The landscape here is very different from Dehra. The vegetation is different. To put it in his own words,
At elevations of 4,000 feet, the long-leaved pine appears. From 5,000 feet there are several kinds of evergreen oak, and above 6,000 feet you find rhododendron, deodar, maple, the hill cypress, and the beautiful horse-chestnut. Still higher up, the silver fir is common; but at 12,000 feet the firs become stunted and dwarfed, and the birch and juniper replace them. At this height raspberries grow wild, amongst yellow colt’s-foot dandelion, blue gentian, purple columbine, anemone and edelweiss.
(Ganga Descends, 27)
His stories set higher up speak of simple people, of small villages where life moves at its own sweet pace. The Cherry Tree, set in Mussoorie, tries to tackle the passage of time and themes of growing up and the general way of life in Mussoorie. The Blue Umbrella deals with a subject as simple as the greedy pursuit of an umbrella by a shopkeeper in a sleepy hamlet in the Garhwal Hills.
Bond’s travels have taken him to Gangotri, along the river valleys of the raging Alaknanda, and the gentler Mandakini, but it is the Bhāgīrathī that remains his favorite river of the Garhwal region.
The Bhāgīrathī seems to have everything — a gentle disposition, deep glens and forests, the ultra vision of an open valley graced with tiers of cultivation leading up by degrees to the peaks and glaciers as its head.
(Ganga Descends, 62)
Alaknanda and Mandakini join at Rudraprayag, and the stream assumes the name ‘Ganga’ after the confluence with Bhāgīrathī at Devprayag.
The Ganga crosses Rishikesh and later Haridwar, where it enters the vast plains of northern India. Much like his stories, Ruskin Bond finds this as the returning point for Rusty in the sequel novella, Vagrants in the Valley.
For ghost stories, Bond looks to the traces that the British Raj left behind: of wronged servants, of lonely wives, of the now-rare Dak bungalows and of unmarked graves; of ghouls, witches, and chudails, men that turned into animals and animals that turned into men. These stories are hidden in bylanes of such quaint villages hidden by pines and myths propagated by discussions at the local lodge.
2016 marks six decades since The Room on the Roof was published, and it has been a long journey for Ruskin Bond, a writer who stays in and writes about an idyllic India, much away from the lights of the city. He has forged a beautiful relationship with mountains and the people of the mountains, and his readers all love him for that.

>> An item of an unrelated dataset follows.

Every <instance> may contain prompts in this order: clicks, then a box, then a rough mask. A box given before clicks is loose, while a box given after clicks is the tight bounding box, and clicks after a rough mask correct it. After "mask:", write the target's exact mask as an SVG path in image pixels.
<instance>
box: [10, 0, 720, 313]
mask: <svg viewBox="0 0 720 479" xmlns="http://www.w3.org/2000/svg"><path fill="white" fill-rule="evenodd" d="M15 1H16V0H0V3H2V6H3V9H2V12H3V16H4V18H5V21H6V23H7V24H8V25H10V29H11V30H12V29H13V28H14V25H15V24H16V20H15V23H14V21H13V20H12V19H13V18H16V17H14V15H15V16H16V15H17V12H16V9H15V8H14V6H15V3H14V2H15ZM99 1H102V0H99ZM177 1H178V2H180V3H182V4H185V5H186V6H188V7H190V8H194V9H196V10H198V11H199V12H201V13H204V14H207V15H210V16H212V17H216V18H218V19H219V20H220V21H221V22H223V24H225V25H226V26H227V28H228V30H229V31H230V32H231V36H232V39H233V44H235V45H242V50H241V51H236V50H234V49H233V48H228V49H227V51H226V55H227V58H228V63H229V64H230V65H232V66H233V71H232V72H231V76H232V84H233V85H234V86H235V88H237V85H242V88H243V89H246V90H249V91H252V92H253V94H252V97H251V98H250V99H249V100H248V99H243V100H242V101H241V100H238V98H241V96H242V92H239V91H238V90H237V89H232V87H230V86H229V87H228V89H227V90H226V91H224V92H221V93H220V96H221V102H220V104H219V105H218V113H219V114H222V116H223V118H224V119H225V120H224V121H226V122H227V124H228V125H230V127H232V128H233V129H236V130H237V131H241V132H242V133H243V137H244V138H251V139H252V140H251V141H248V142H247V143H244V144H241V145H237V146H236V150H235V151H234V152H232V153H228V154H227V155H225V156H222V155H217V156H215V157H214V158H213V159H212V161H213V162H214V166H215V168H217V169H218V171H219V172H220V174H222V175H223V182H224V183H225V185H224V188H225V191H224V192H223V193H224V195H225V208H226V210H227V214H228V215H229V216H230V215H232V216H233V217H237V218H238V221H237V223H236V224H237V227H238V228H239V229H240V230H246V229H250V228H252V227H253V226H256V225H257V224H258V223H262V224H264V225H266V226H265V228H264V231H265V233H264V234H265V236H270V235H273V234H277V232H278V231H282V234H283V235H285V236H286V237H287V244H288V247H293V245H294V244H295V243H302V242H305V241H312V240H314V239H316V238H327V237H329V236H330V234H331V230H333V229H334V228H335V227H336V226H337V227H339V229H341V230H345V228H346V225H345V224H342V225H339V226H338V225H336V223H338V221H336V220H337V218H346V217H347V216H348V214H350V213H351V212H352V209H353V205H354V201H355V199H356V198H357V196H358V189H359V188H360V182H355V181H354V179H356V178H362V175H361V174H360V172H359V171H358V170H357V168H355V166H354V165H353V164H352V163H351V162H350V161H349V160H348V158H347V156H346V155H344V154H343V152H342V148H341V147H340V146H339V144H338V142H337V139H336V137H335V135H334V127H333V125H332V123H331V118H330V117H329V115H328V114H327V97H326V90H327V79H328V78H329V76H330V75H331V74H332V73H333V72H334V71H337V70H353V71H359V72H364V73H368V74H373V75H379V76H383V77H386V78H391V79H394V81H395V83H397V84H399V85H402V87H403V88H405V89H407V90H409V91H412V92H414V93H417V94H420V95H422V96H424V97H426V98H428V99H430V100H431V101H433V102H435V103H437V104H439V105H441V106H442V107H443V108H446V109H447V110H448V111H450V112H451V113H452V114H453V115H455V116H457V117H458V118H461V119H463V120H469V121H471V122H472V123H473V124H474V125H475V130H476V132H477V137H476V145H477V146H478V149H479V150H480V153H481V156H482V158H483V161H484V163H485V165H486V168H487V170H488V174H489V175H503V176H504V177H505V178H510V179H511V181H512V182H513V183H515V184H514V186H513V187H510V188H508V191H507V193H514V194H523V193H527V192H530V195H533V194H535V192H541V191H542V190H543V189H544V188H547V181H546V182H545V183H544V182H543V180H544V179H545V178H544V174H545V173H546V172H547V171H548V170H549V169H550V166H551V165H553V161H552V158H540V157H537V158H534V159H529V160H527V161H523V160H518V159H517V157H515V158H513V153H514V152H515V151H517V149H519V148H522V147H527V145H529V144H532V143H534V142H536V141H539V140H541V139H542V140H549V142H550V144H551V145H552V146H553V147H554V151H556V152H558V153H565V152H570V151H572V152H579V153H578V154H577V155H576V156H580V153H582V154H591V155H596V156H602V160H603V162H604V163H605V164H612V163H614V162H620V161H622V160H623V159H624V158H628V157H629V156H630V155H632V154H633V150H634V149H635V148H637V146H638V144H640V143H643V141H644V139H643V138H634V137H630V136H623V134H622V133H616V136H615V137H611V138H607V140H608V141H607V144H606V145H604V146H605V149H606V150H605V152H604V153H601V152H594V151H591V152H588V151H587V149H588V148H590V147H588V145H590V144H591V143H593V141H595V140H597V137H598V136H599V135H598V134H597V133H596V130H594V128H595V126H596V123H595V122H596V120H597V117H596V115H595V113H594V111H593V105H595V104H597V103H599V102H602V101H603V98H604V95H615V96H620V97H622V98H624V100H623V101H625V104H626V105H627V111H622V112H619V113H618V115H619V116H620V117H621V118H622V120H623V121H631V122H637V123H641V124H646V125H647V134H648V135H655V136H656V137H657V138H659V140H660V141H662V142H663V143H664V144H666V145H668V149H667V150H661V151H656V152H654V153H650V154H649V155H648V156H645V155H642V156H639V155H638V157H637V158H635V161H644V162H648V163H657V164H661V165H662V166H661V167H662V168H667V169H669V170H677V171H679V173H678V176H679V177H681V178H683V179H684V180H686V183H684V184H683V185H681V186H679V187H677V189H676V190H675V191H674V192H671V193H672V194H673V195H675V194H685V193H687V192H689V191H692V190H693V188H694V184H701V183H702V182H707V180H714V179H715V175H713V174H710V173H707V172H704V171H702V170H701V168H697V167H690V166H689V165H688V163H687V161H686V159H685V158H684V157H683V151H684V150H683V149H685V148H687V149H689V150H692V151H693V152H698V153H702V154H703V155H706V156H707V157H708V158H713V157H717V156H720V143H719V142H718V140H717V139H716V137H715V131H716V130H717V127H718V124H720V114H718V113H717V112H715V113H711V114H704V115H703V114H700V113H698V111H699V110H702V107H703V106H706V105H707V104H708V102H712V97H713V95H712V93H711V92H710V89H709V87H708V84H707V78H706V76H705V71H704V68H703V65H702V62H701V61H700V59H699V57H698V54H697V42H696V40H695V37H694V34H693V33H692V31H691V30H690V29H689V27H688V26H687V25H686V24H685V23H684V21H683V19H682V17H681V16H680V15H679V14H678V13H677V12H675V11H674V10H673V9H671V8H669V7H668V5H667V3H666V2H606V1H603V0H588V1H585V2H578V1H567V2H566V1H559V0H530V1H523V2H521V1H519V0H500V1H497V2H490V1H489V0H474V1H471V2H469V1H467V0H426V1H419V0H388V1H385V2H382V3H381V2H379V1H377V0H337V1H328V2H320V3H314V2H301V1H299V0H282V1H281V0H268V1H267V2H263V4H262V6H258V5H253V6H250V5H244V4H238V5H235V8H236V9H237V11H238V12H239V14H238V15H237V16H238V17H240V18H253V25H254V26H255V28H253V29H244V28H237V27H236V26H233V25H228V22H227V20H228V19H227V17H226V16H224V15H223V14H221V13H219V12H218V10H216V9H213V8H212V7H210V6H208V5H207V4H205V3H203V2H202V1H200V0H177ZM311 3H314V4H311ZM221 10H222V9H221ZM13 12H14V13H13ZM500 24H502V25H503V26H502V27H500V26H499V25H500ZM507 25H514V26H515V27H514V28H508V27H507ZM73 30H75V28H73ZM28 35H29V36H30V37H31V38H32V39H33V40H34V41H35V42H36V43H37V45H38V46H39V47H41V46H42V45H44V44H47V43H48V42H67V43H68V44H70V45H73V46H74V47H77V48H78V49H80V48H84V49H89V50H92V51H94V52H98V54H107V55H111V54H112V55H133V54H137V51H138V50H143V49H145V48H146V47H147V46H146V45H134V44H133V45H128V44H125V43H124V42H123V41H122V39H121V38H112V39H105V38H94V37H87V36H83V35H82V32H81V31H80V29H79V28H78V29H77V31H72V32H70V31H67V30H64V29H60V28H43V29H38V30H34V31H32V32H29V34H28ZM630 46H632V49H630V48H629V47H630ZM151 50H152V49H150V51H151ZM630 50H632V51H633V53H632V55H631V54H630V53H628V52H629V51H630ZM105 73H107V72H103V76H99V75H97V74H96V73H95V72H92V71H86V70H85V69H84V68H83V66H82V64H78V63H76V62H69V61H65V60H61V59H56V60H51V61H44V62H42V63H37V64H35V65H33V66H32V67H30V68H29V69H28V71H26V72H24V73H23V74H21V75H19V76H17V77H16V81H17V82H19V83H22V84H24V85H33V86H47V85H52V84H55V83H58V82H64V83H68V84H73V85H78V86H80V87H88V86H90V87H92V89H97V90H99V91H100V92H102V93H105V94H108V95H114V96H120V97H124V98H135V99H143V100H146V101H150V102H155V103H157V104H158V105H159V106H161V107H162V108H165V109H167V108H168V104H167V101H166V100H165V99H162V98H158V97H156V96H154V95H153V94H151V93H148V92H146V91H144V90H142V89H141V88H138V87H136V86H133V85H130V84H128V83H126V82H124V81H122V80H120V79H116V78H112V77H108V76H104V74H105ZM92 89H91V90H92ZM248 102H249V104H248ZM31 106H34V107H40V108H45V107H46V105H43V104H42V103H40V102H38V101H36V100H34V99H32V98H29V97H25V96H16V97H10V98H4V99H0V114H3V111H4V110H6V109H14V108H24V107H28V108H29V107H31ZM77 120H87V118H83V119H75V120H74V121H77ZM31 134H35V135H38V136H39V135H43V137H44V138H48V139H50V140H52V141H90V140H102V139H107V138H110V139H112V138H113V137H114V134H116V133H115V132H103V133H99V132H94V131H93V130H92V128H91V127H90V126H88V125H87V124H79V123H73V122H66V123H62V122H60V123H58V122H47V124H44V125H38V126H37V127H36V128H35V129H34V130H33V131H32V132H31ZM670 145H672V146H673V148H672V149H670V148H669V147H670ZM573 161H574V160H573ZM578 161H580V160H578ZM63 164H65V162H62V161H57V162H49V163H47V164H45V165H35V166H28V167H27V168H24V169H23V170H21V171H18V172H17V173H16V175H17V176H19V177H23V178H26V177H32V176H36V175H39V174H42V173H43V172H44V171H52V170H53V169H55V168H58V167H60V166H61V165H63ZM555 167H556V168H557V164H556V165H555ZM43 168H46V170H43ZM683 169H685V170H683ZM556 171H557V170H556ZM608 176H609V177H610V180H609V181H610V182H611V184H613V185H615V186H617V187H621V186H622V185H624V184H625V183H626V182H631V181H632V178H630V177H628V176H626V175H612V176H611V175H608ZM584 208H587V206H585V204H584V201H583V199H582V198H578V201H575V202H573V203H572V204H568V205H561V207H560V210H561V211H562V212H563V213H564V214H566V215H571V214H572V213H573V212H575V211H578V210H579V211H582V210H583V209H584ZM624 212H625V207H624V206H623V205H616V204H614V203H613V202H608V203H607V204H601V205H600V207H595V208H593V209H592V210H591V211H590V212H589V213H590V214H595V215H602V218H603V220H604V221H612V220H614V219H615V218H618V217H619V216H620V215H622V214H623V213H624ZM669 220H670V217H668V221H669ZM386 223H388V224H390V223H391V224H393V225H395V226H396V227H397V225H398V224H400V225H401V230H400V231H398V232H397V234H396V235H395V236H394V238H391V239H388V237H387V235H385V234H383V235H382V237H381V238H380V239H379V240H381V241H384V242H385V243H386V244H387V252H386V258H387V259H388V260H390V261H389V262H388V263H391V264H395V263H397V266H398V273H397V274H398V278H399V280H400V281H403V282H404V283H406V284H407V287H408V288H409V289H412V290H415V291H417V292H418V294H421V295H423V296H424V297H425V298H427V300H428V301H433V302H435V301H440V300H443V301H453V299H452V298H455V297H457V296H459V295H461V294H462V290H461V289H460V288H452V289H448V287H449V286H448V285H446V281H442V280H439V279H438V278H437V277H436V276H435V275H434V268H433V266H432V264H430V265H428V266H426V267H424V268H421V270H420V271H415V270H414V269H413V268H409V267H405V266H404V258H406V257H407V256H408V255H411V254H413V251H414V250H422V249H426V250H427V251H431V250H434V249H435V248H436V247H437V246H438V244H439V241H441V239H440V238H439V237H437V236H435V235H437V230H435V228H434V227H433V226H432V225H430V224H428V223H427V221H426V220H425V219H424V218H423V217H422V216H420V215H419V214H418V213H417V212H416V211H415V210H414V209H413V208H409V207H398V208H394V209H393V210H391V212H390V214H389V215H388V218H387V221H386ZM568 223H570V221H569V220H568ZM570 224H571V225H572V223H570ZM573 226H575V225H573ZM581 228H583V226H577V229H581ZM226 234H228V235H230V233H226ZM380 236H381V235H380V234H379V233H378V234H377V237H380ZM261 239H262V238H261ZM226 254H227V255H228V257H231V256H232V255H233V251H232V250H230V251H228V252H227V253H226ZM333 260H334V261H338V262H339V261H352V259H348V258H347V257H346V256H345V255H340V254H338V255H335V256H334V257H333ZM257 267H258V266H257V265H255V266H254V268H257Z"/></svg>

. . . the smell of fallen pine needles, cow-dung smoke, spring rain, bruised grass. The pure water of mountain streams, the depth and blueness of the sky-enchanted things that are common to mountains almost everywhere.
(Notes From The Small Room, 115)
Rusty stays at Ivy Cottage, Landour, with his adopted family. He signs books every Saturday at Cambridge Book Shop in Mussoorie.